The plaintiff in this action, the Kellett Motor Company, sues defendant for balance due on the purchase price of a tractor sold by plaintiff to one E. B. Stone, who had executed a mortgage thereon as security for the debt. The cause was tried by the court without a jury, resulting in a judgment for the plaintiff — from which defendant prosecutes this appeal.
The defense rested largely upon the insistence that there was no evidence of a release of E. B. Stone, the original debtor, and the mere verbal promise of defendant to pay the debt comes within the influence of the statute of frauds, and is therefore unenforceable. Section 8034, subd. 3, Code 1923; Thornton v. Guice, 73 Ala. 321.
This argument, however, leaves out of consideration the authorities of this jurisdiction to the effect the statute is without application where the promise is based upon a new and valuable consideration moving to the promisor. Mitchell v. Hickman, 208 Ala. 344, 94 So. 284; Borden v. King Mill Lbr. Co., 214 Ala. 308, 107 So. 455; Westmoreland v. Porter, 75 Ala. 452; Coleman v. Hatcher, 77 Ala. 217. In such a case "the debt of another * * * comes in incidentally as a measure of damages." Westmoreland v. Porter, supra.
The evidence brings the case within these latter authorities, and is to the effect that plaintiff gave consent for the tractor to be delivered to defendant upon his express promise to pay the balance due therefor. It was so delivered and used, and two payments made by defendant in pursuance of said promise. The whole transaction, while in form a mere promise of guaranty or suretyship, yet in fact becomes a new agreement supported by a valuable consideration — in the instant case a delivery of the tractor to defendant, with plaintiff's consent based upon the new promise. Indeed, in the recent case of Copeland v. Beard, 217 Ala. 216, 115 So. 389, it was noted that the consideration of the promise passing between promisor and promisee is also consideration for the completed contract between all parties.
Defendant further insists the promise to pay was conditioned upon the original debtor working at the mill, which condition was not met. The evidence, however, fully justifies the conclusion that, if there was any such understanding as between defendant and the original debtor, it was not made known to plaintiff, and that the promise to the latter was express and unconditional.
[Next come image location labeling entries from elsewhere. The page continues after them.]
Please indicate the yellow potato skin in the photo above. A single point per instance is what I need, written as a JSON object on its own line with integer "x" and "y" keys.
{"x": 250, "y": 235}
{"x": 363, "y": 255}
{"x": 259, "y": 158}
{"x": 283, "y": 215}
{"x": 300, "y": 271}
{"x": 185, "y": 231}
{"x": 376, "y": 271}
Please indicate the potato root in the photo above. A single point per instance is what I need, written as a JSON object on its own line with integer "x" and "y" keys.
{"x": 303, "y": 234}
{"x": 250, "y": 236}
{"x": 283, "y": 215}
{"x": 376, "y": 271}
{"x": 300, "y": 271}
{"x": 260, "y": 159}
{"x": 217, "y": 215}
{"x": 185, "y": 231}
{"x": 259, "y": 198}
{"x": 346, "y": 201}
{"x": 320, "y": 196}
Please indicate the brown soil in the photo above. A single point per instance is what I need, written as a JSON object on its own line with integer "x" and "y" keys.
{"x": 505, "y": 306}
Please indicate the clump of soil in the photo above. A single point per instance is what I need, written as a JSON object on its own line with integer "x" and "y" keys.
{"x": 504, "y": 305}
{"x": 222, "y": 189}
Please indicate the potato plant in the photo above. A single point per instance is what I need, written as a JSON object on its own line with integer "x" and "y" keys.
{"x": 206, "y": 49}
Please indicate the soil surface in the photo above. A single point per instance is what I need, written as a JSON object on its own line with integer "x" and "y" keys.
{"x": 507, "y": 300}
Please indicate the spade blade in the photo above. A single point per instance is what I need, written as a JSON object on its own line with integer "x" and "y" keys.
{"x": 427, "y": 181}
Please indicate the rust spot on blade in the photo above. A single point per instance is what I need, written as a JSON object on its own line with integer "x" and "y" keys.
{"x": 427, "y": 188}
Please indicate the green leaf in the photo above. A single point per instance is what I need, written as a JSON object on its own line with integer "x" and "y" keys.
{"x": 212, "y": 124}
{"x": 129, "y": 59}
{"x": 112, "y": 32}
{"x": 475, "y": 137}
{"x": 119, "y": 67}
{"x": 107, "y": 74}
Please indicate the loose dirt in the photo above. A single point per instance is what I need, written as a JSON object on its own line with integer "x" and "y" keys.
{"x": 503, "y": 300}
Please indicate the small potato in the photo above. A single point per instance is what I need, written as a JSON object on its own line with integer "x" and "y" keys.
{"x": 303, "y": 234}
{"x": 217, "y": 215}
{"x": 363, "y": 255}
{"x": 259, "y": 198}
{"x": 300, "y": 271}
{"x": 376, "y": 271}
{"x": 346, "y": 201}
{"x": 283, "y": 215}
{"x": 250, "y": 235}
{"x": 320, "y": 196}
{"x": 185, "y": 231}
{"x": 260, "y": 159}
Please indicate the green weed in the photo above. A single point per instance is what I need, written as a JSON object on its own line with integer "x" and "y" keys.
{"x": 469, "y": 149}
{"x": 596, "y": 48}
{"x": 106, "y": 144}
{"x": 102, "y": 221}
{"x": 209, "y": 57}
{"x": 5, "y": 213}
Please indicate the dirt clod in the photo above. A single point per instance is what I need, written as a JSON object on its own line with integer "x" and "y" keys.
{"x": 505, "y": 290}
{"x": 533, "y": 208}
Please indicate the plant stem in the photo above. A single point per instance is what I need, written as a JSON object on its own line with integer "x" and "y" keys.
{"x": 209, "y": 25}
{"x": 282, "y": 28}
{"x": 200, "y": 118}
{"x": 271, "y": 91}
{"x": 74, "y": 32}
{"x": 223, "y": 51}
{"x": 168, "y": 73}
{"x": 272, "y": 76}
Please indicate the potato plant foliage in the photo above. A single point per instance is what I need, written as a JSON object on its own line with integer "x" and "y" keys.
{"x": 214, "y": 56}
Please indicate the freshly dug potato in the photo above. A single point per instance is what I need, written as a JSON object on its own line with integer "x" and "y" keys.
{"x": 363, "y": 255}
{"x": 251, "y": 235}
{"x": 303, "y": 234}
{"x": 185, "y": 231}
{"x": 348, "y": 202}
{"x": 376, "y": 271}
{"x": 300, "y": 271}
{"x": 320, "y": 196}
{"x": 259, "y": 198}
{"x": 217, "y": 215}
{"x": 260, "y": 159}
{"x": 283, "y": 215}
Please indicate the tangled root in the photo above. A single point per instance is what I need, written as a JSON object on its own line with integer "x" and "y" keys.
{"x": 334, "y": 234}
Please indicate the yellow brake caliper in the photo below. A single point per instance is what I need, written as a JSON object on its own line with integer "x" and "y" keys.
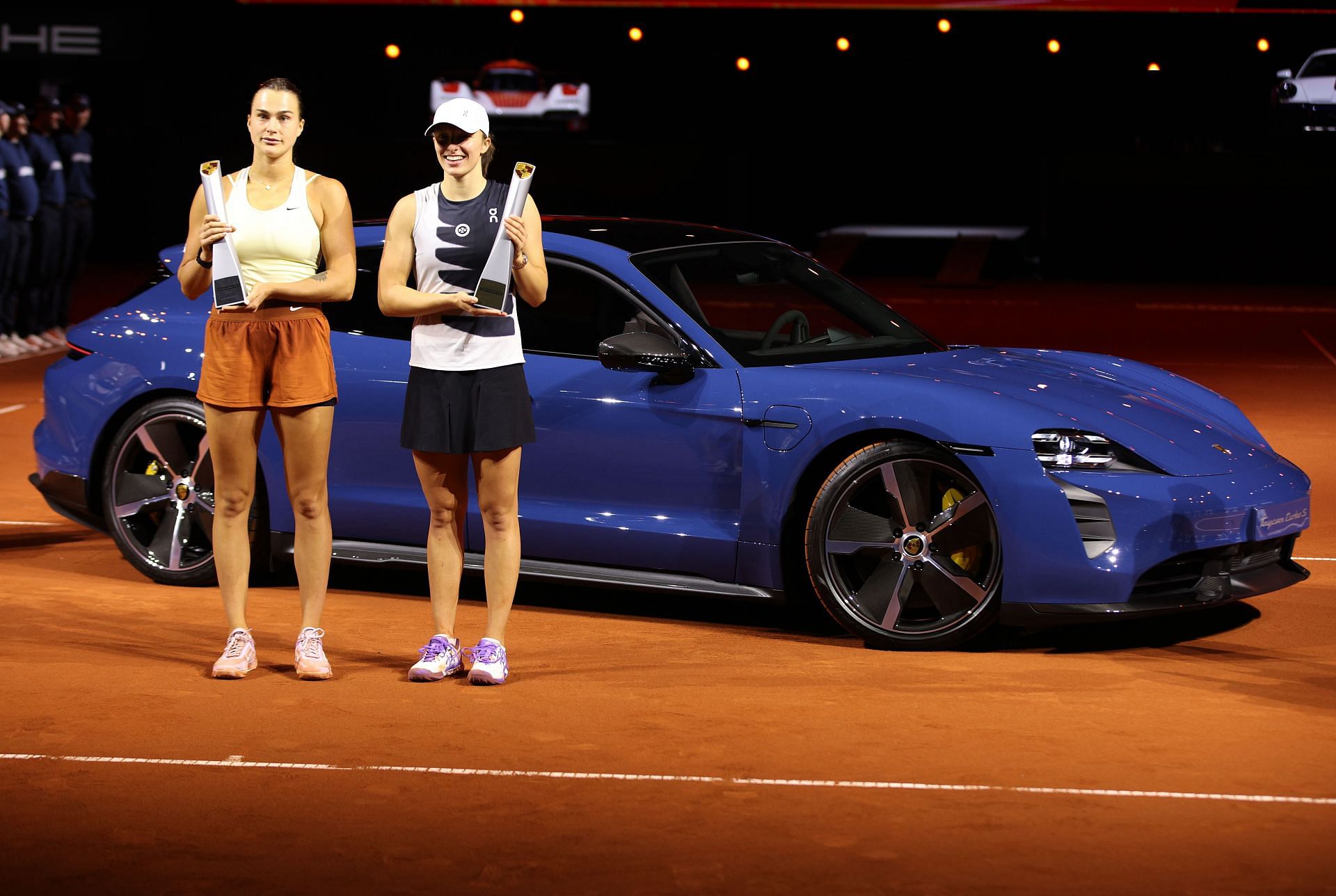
{"x": 968, "y": 557}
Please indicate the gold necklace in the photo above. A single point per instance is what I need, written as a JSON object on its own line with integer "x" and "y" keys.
{"x": 267, "y": 186}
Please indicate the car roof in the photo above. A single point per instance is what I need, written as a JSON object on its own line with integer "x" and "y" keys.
{"x": 509, "y": 63}
{"x": 628, "y": 234}
{"x": 643, "y": 234}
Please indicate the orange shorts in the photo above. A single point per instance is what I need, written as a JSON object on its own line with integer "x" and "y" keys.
{"x": 283, "y": 362}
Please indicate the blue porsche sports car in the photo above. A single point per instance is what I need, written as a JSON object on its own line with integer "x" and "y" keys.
{"x": 720, "y": 415}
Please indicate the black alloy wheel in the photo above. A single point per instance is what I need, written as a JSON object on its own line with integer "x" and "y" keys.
{"x": 902, "y": 547}
{"x": 158, "y": 493}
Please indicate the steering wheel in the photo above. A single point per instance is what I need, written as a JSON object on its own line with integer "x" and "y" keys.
{"x": 800, "y": 334}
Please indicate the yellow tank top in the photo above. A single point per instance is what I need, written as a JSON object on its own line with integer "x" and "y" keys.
{"x": 277, "y": 246}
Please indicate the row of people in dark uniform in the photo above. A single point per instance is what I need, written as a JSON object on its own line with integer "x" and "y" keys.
{"x": 46, "y": 218}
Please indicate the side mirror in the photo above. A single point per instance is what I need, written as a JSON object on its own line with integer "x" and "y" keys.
{"x": 649, "y": 351}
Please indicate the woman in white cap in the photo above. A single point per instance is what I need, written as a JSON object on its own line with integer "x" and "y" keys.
{"x": 467, "y": 396}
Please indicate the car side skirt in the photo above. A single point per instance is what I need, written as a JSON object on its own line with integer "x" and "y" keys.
{"x": 411, "y": 556}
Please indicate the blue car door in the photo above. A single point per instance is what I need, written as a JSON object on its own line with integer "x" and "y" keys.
{"x": 627, "y": 470}
{"x": 374, "y": 493}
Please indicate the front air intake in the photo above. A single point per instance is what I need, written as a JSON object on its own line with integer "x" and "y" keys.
{"x": 1092, "y": 515}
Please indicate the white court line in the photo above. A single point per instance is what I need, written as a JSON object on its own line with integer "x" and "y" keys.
{"x": 695, "y": 779}
{"x": 1319, "y": 346}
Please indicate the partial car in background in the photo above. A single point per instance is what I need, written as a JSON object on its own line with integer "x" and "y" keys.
{"x": 720, "y": 415}
{"x": 511, "y": 88}
{"x": 1307, "y": 100}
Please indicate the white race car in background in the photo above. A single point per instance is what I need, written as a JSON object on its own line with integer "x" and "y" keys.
{"x": 515, "y": 90}
{"x": 1308, "y": 99}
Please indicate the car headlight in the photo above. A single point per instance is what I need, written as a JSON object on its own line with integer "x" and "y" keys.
{"x": 1079, "y": 450}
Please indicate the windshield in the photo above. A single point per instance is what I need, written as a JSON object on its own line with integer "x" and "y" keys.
{"x": 770, "y": 305}
{"x": 1321, "y": 66}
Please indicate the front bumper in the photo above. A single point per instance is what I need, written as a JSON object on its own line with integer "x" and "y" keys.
{"x": 1186, "y": 582}
{"x": 1109, "y": 544}
{"x": 68, "y": 496}
{"x": 1308, "y": 116}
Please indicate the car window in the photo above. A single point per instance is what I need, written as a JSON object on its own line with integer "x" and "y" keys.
{"x": 770, "y": 305}
{"x": 1321, "y": 66}
{"x": 363, "y": 314}
{"x": 583, "y": 309}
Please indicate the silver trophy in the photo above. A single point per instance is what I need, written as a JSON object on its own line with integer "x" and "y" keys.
{"x": 496, "y": 274}
{"x": 229, "y": 289}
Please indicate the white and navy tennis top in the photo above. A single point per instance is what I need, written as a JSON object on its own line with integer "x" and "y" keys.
{"x": 452, "y": 242}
There is suggestion in brief of fatal variance between the averments of the complaint (count 1) and the proof, in that the evidence tends to show the purchase of the tractor was not made by defendant but by the partnership, the Stone Lumber Company. Defendant was part owner of the Stone Lumber Company, and he it was who made the promise to plaintiff to pay for the tractor. It is settled in this state that a "creditor may declare on the debt, as the individual liability of the partner sued." First Nat. Bank v. Capps, 208 Ala. 207, 94 So. 109. There was therefore no material variance.
What has been said suffices for our conclusion that the demurrer to count I was properly overruled, and that the evidence amply justified the judgment rendered.
We find no error. Let the judgment be affirmed.
Affirmed.
ANDERSON, C. J., and BOULDIN and FOSTER, JJ., concur.